In early 2012, Weltec Biopower started building a 526-kW biogas plant in Saint-Nicolas-du-Tertre, Brittany, about 60 miles northwest of Nantes.
The plant is equipped with a fermenter of 3,052 cubic metres and separator, solid matter dosing feeder, two storage tanks, digestate storage unit, pump station, control, and drying. The plant is to be commissioned in October 2012.
Pig manure used
According to operator, the fermenters are fed with pig manure, waste from the food industry, regenerative raw material, and intertillage for energetic use. The farmer provides the site for the plant and supplies the agricultural substrates. The exhaust heat produced by the biogas plant is to be used for digestate drying on the one hand and for the heat supply of the operator‘s pigsty, which is located at a distance of about 60 m, on the other hand.
With a heat utilisation of 70 percent (without fermenter heat), the CHP surcharge in France is EUR 0.04/ kWh, so that the feed-in tariff for a 500-kW plant totals EUR 0.17. In France, the feed-in act ensures that the state will purchase power from biogas plants at a guaranteed price for 15 years.
At present, several biogas plants in the output range from 150 to 250 kW, about 600 kW, and about 1 MW are being constructed and planned in cooperation with Weltec Biopower. Based on the privileged construction right, the “Déclaration“, many plants with an agricultural substrate consumption of less than 30 t/day are currently being built. In this way, a biogas plant permit can be obtained in four to six months.
In contrast, obtaining an operating permit from plants according to the German Federal Immission Control Act (“Authorisation“) can take up to 18 months.
Measured by the available resources, France is restrained in terms of the construction of biogas plants.

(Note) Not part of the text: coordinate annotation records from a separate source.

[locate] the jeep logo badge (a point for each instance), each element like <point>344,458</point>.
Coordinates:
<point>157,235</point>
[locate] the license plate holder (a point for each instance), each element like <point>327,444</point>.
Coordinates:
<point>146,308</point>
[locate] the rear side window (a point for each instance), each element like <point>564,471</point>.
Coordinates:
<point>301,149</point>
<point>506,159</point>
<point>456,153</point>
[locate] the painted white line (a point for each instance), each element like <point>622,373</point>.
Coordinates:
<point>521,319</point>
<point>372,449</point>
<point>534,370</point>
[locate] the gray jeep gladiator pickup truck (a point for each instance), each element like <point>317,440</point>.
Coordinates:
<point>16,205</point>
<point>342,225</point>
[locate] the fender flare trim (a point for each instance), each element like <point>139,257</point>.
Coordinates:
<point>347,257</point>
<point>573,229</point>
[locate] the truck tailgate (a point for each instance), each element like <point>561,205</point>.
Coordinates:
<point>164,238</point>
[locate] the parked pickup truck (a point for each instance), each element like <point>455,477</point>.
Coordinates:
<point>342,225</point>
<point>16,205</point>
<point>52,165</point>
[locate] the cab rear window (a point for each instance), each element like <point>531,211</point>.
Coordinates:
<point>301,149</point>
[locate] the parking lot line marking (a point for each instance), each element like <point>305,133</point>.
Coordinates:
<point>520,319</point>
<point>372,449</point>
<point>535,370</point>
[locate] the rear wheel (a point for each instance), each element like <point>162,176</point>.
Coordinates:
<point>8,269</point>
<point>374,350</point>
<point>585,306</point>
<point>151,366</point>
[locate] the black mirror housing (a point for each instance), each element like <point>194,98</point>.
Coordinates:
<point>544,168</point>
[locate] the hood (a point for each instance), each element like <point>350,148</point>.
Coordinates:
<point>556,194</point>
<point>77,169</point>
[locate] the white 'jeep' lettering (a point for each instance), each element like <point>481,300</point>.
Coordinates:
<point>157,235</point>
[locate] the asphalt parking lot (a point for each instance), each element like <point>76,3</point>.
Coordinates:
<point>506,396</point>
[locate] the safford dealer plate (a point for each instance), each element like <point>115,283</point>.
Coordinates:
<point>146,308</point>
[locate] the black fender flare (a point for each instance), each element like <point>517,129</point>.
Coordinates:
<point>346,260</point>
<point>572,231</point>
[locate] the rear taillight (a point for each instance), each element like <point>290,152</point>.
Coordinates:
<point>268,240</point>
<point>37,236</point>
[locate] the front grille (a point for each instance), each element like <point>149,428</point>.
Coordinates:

The European Biogas Association (EBA) has summarised the development goals of various EU countries for the use of biogas for generating power by 2020: Italy 1,200 MWel, UK 1,100 MWel, Poland 980 MWel, Netherlands 639 MWel, France 625 MWel, and Czech Republic 417 MWel.
In this scenario, Germany is the unchallenged leader (3,796 MWel). Measured by the biomass potential available in the country for generating energy, the Netherlands are using 68 percent, Germany 25 percent, Poland 19 percent, and France merely 5 percent energetically.